Still, Atlanta's scouts and personnel directors will evaluate and rank the quarterbacks, in part because of due dilligence but also to better understand the next crop of passers entering the league.
And when the Falcons finish their process, they very well could feel vincidcated in their decision to draft Penix at No. 8 overall last April.
On a conference call with reporters Thursday, NFL Network draft analyst Daniel Jeremiah said he had a higher grade on Penix last year than he does Colorado quarterback Shedeur Sanders this season. Sanders is widely viewed as a projected top 10, if not top 5, pick.
Jeremiah had Penix as his sixth-best quarterback entering the 2024 draft, falling behind the Chicago Bears' Caleb Williams, the New England Patriots' Drake Maye, the Washington Commanders' Jayden Daniels, the Minnesota Vikings' J.J. McCarthy and the Denver Broncos' Bo Nix.
Miami quarterback Cam Ward, who's considered the top signal caller in the 2025 class, is graded similarly to Nix on Jeremiah's board.
The Falcons chose Penix for several reasons, spearheaded by their belief that they wouldn't be picking in the top 10 again. Despite missing the playoffs, their feelings proved accurate, as they'll pick 15th this April.
Head coach Raheem Morris and general manager Terry Fontenot wanted to address their future in a deep quarterback class, one that has already delivered positive returns for several franchises, including Atlanta.
The Falcons faced immense criticism after drafting Penix in large part due to having signed four-time Pro Bowl quarterback Kirk Cousins to a four-year, $180 million contract a month and a half before. But Cousins, who struggled in his final five starts, was benched for Penix after Week 15.
And now, Atlanta appears well-off with Penix, who had an impressive three-game stint of starts to close his rookie campaign and would be rated similarly to the quarterbacks who are expected to fly off the board come April 24.
The lesson? As Fontenot said the night the Falcons chose Penix: if teams believe in a quarterback, they have to take them -- and Atlanta should be glad it did.
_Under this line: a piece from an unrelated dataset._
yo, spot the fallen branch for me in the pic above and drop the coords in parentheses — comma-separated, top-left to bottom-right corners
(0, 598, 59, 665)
"When you really study the drafts and the history, there's years that there's none, there's years that there's a couple," Fontenot said. "At the end of the day, if you believe in a player at that position -- because if we're all sitting here a few years from now, and this guy's playing pretty good for somebody regardless of the situation, you sit back and look and we pass them up, you can't do it."